[imath]A[/imath]The book I'm currently reading gives the following definition.
A function is surjective (a surjection or onto) if every element of the codomain is the output for at most one element from the domain.
The other book I'm referring to is more formal.
[imath]F[/imath] is a relation from [imath]A[/imath] to [imath]B[/imath]. Then [imath]F[/imath] is called a function from [imath]A[/imath] to [imath]B[/imath] if for every [imath]a\in A[/imath] there is exactly one [imath]b \in B[/imath] such that [imath](a,b)\in F.[/imath] In other words
[math]\forall a \in A \exist !b\in B((a,b)\in F)[/math]

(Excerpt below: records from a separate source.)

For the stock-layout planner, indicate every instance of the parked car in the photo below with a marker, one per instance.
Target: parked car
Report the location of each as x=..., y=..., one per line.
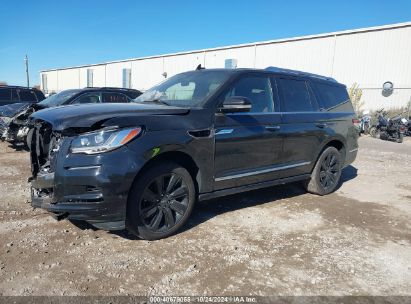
x=15, y=94
x=16, y=130
x=198, y=135
x=392, y=128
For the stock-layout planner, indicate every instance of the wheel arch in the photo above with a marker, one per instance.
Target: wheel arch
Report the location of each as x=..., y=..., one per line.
x=336, y=142
x=179, y=157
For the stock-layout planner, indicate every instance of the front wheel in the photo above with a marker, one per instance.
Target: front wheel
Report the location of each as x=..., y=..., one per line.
x=326, y=174
x=400, y=138
x=161, y=201
x=366, y=129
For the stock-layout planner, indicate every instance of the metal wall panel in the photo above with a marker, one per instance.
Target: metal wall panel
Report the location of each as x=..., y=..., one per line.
x=244, y=56
x=67, y=79
x=314, y=55
x=366, y=57
x=114, y=73
x=146, y=73
x=99, y=76
x=181, y=63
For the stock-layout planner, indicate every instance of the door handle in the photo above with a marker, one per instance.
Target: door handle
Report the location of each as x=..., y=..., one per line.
x=321, y=125
x=272, y=128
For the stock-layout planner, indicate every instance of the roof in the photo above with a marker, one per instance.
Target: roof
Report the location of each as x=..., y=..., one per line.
x=17, y=87
x=308, y=37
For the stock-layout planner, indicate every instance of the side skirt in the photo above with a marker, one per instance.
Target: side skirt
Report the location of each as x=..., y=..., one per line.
x=231, y=191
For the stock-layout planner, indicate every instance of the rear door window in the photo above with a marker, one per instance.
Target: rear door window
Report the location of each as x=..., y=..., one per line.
x=27, y=96
x=14, y=96
x=5, y=94
x=257, y=89
x=331, y=95
x=296, y=96
x=114, y=97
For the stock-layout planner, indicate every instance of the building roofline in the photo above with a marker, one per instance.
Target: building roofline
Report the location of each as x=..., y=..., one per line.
x=307, y=37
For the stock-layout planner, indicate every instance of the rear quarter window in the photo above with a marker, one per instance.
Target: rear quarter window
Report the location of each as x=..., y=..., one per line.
x=331, y=95
x=296, y=96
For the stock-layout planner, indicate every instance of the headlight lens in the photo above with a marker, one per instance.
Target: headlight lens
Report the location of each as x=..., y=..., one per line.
x=103, y=140
x=4, y=120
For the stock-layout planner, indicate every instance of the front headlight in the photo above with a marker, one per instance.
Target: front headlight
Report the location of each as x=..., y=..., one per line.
x=4, y=120
x=103, y=140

Suppose [imath]f:A\rightarrow B[/imath]. We say that [imath]f[/imath] is onto if
[math]\forall b\in B \exists a\in A (f(a)=b)[/math]

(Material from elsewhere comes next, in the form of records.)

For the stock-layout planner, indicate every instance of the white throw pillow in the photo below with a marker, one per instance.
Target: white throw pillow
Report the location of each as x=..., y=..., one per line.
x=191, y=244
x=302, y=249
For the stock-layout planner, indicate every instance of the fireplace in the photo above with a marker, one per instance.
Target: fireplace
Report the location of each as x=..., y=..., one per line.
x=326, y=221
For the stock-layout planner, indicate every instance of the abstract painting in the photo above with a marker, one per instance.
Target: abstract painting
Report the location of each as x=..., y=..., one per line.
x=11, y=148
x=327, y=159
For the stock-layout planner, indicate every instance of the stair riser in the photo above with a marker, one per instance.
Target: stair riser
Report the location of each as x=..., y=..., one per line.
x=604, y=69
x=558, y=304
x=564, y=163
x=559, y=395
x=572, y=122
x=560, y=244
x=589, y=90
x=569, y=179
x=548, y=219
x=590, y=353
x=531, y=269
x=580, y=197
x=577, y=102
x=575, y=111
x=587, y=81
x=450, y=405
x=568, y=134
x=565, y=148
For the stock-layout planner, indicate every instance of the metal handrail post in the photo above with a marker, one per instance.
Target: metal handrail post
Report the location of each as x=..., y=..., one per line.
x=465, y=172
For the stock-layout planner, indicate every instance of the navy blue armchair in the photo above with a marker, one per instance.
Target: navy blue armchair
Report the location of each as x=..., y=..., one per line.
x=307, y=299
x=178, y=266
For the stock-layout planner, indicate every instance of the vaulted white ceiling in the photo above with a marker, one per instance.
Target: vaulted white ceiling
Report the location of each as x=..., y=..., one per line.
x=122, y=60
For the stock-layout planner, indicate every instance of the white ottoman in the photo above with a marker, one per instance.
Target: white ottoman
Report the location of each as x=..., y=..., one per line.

The range of [imath]f[/imath] is the set
[math]Ran(f)=\lbrace b\in B:\exist a\in A (a,b)\in f\rbrace[/math]
We can relate the definition of onto to the definition of range.

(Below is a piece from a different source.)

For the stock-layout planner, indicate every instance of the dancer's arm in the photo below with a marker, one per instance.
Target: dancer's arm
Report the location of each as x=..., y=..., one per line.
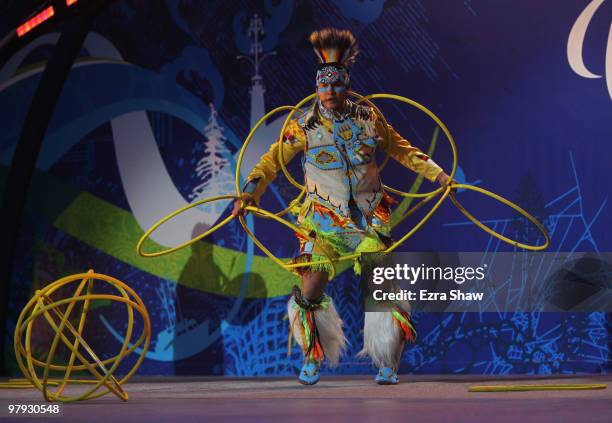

[math]\begin{aligned} f \,\text{is onto iff} \quad & \forall b\in B \exist a\in A (f(a)=b) \end{aligned}[/math][math]\begin{aligned} f \,\text{is onto iff} \quad & \forall b\in B \exist a\in A ((a,b)\in f) \end{aligned}[/math][math]\begin{aligned} f \,\text{is onto iff} \quad & \forall b\in B (b\in Ran(f))\end{aligned}[/math][math]B \subseteq Ran(f)[/math]
Suppose [imath]f[/imath] is onto. By equivalence just derived we have [imath]B\subseteq Ran(f)[/imath], and by the definition of range we have [imath]Ran(f) \subseteq B[/imath]. Thus it follows that [imath]Ran(f)=B[/imath].